Assim, por meio da elucidação de um gênero de engodo argumentativo chamado falácia, este artigo visa oferecer material para que professores e demais interessados no processo educativo possam identificar fake news e discursos negacionistas.
Origem do termo falácia
Dadas a extensão e a complexidade do tema, este artigo não objetiva enfocá-lo de maneira exaustiva e sim oferecer subsídios para que tanto os professores – especialmente os de Filosofia e os de Língua Portuguesa (naquilo que tange à produção e análise textual) – possam trabalhar a questão das fake news e do negacionismo científico, lamentavelmente tão presentes e atuantes em nossa sociedade atual.
Por conseguinte, iniciamos nosso trabalho explicando que ainda não existe uma teoria geral e definitiva que dê conta de conceituar o termo falácia.

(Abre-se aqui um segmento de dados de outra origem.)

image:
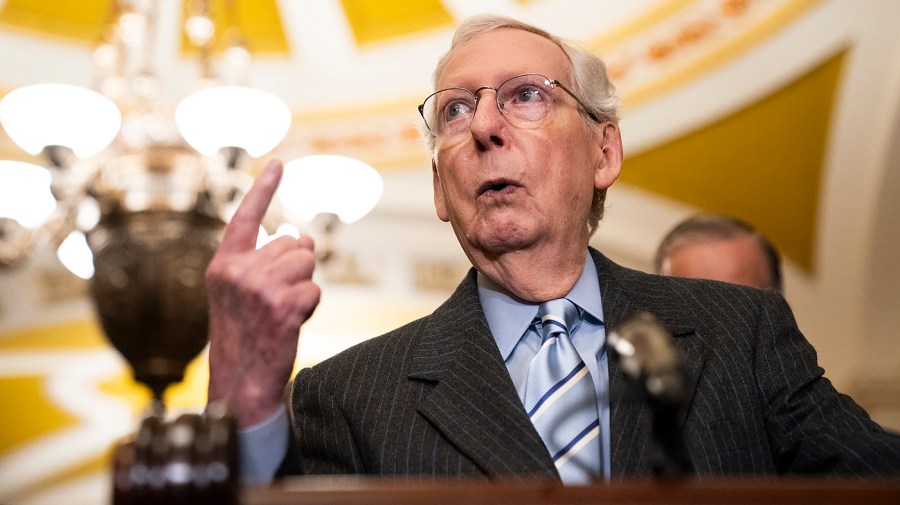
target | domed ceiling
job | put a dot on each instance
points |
(783, 112)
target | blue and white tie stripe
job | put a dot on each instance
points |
(560, 397)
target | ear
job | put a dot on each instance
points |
(440, 205)
(609, 166)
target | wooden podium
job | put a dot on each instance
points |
(360, 491)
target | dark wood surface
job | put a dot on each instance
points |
(353, 491)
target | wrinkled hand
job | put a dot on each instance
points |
(257, 301)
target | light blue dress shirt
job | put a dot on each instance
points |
(263, 445)
(512, 324)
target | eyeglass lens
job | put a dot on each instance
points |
(523, 99)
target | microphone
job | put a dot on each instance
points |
(652, 366)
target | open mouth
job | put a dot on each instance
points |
(496, 186)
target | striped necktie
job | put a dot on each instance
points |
(560, 397)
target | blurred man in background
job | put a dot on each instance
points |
(721, 248)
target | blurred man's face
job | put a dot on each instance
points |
(738, 260)
(505, 187)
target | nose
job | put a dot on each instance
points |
(488, 124)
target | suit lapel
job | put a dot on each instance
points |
(625, 293)
(473, 401)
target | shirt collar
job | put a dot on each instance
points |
(509, 318)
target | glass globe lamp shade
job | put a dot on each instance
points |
(42, 115)
(331, 184)
(233, 116)
(25, 193)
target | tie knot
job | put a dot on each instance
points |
(557, 316)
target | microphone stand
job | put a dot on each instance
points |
(653, 368)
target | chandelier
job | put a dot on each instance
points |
(133, 194)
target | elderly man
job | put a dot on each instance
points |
(510, 377)
(721, 248)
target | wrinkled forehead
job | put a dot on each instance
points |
(490, 58)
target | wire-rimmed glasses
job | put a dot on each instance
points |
(522, 99)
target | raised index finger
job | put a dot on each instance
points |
(241, 233)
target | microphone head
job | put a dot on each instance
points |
(648, 358)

Segundo Vega (2013), a obra que iniciou o estudo moderno do assunto data de 1970. Chama-se Fallacies, de Charles L Hamblin.

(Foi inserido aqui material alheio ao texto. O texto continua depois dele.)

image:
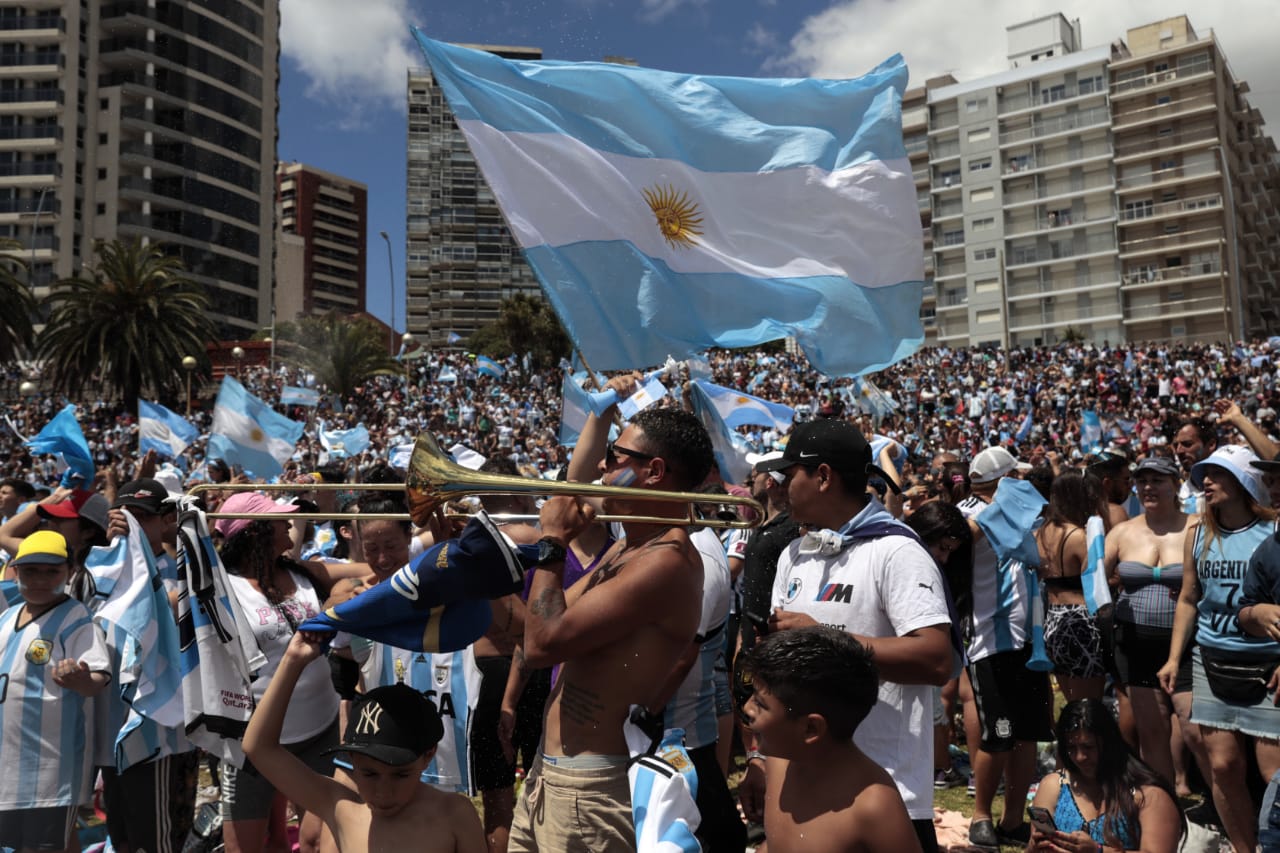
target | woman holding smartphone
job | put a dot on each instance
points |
(1104, 798)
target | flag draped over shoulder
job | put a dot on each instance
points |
(131, 597)
(163, 430)
(63, 437)
(670, 213)
(218, 652)
(728, 446)
(440, 601)
(250, 433)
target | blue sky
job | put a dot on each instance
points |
(344, 62)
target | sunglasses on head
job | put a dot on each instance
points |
(613, 450)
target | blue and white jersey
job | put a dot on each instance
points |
(693, 707)
(45, 730)
(451, 680)
(1000, 598)
(1220, 566)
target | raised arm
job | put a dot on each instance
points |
(284, 770)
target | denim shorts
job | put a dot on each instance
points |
(1261, 720)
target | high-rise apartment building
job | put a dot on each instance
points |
(329, 213)
(1123, 192)
(142, 118)
(461, 258)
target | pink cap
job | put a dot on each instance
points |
(247, 502)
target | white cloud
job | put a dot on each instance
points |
(353, 55)
(654, 10)
(967, 40)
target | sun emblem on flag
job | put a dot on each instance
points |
(677, 215)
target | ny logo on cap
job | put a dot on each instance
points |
(370, 719)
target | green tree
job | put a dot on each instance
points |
(127, 322)
(525, 324)
(341, 351)
(17, 304)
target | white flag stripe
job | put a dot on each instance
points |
(872, 203)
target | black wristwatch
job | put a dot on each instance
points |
(549, 551)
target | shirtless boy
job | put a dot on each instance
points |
(391, 738)
(812, 687)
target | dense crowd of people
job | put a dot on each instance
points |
(981, 527)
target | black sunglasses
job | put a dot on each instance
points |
(612, 450)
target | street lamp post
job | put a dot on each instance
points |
(188, 364)
(405, 341)
(391, 272)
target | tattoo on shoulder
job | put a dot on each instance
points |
(580, 705)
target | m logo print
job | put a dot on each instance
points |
(370, 719)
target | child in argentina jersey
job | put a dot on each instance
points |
(451, 680)
(45, 730)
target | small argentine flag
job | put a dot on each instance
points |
(163, 430)
(250, 433)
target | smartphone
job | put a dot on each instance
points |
(1042, 820)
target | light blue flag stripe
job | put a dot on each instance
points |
(163, 430)
(248, 433)
(681, 313)
(727, 123)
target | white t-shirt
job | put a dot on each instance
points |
(885, 587)
(45, 730)
(314, 705)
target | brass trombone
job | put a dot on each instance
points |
(434, 480)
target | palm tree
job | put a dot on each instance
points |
(341, 351)
(126, 323)
(17, 304)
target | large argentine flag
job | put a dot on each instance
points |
(670, 213)
(739, 409)
(163, 430)
(248, 433)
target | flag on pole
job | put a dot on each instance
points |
(635, 191)
(63, 437)
(740, 409)
(163, 430)
(728, 446)
(248, 433)
(295, 396)
(489, 368)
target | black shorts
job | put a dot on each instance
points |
(1141, 651)
(150, 806)
(1014, 703)
(489, 767)
(37, 829)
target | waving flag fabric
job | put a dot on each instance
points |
(163, 430)
(342, 443)
(728, 446)
(248, 433)
(63, 437)
(670, 213)
(740, 409)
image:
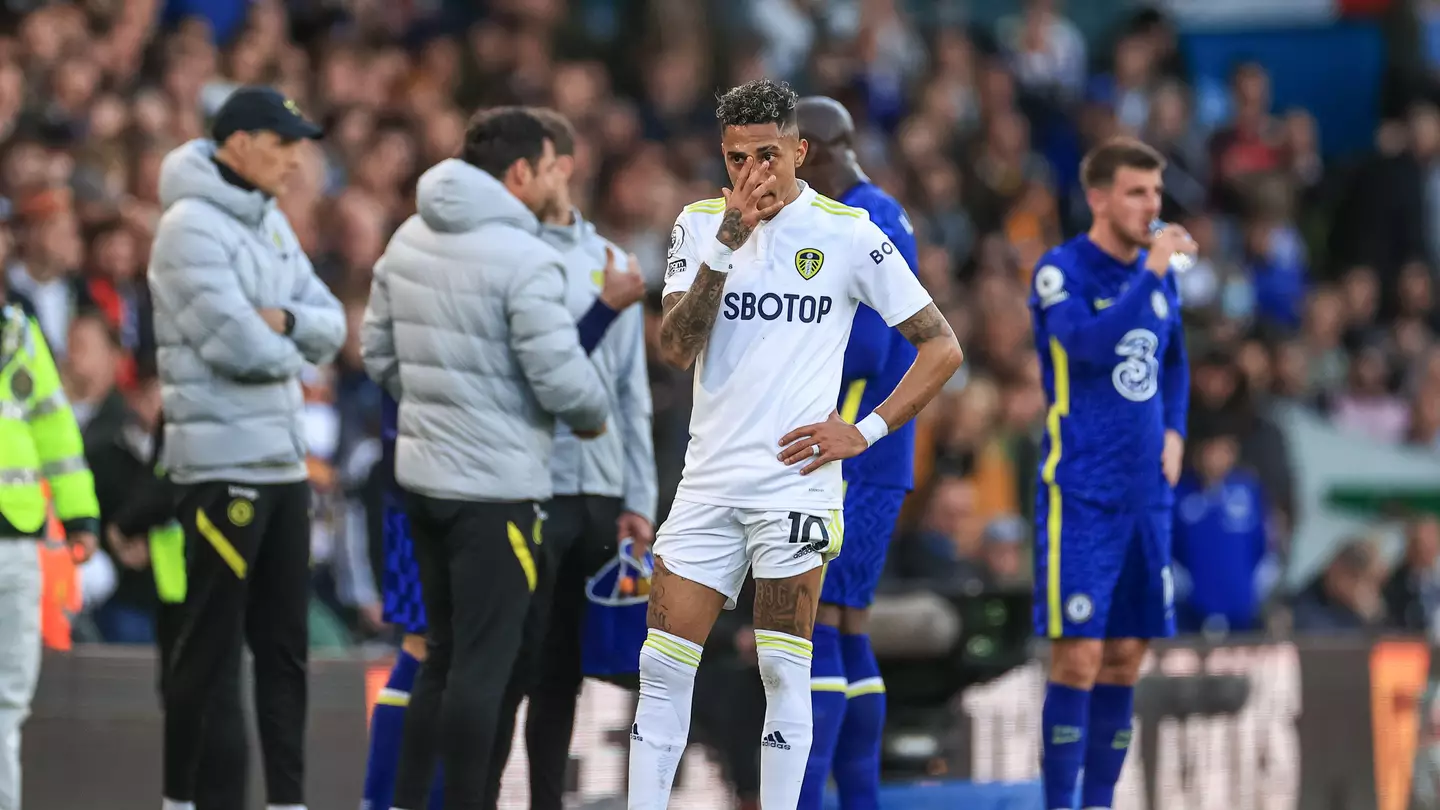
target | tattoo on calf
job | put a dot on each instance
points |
(784, 606)
(657, 616)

Já no início deste estudo desejamos esclarecer que o vocábulo falácia é aqui empregado e analisado somente como prática presente no gênero discursivo, visto que tal expressão também é empregada de maneira genérica, referindo-se a manobras de distração e a toda uma gama de outras atitudes que tenham por objetivo confundir e, subsequentemente, defraudar alguém. Portanto, explicitamos que a parte interessada na acepção de falácia estudada por nós é a esfera pública do discurso.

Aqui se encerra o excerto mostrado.